Was sich jüngst im Stadtrat der Kreisstadt St. Wendel abgespielt hat, ist mehr als nur ein politisches Kuriosum. Ein AfD-Politiker (biologischer Mann) verkündet im öffentlichen Teil der Ratssitzung, ab sofort im Rahmen des Selbstbestimmungsgesetzes als Frau leben zu wollen, gibt sich den Namen Anna Zeyer und kündigt an, künftig auch Schutzräume, die biologischen Frauen vorbehalten sind, wie beispielsweise Toiletten und Duschen in den städtischen Schwimmbädern oder Sporthallen, nutzen zu können.

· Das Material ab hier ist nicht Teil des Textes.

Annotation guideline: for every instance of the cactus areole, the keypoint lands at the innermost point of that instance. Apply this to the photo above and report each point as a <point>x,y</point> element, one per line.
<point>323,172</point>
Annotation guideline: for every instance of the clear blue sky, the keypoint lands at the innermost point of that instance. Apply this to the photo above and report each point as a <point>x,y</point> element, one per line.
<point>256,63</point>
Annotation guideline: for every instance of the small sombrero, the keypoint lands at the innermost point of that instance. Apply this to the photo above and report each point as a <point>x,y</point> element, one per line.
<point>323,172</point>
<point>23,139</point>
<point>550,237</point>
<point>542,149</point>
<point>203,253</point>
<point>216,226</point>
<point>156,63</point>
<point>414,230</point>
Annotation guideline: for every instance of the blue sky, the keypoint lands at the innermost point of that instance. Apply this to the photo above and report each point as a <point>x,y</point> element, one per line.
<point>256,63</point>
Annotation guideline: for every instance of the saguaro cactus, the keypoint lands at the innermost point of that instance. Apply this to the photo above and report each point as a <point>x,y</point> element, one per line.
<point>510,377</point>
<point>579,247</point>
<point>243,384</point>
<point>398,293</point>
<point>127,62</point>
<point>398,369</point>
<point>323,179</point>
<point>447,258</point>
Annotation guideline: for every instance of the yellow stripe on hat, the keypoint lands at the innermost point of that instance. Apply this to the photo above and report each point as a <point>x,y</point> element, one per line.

Und was tut die Stadtverwaltung? Sie duckt sich weg, statt Verantwortung zu übernehmen. Auf Anfrage von wndn.de heißt es aus dem Rathaus:
„Das Selbstbestimmungsgesetz sieht für bestimmte Lebensbereiche Sonderregeln vor. Solange eine Person den respektvollen Umgang miteinander und untereinander wahrt, kann sie die Sanitäranlagen nutzen, die ihrem bzw. seinem Geschlecht am besten entsprechen.“
Im Klartext heißt das: Männer, die sich im Rahmen des Selbstbestimmungsgesetzes als Frauen definieren, dürfen in deren Schutzräume eindringen.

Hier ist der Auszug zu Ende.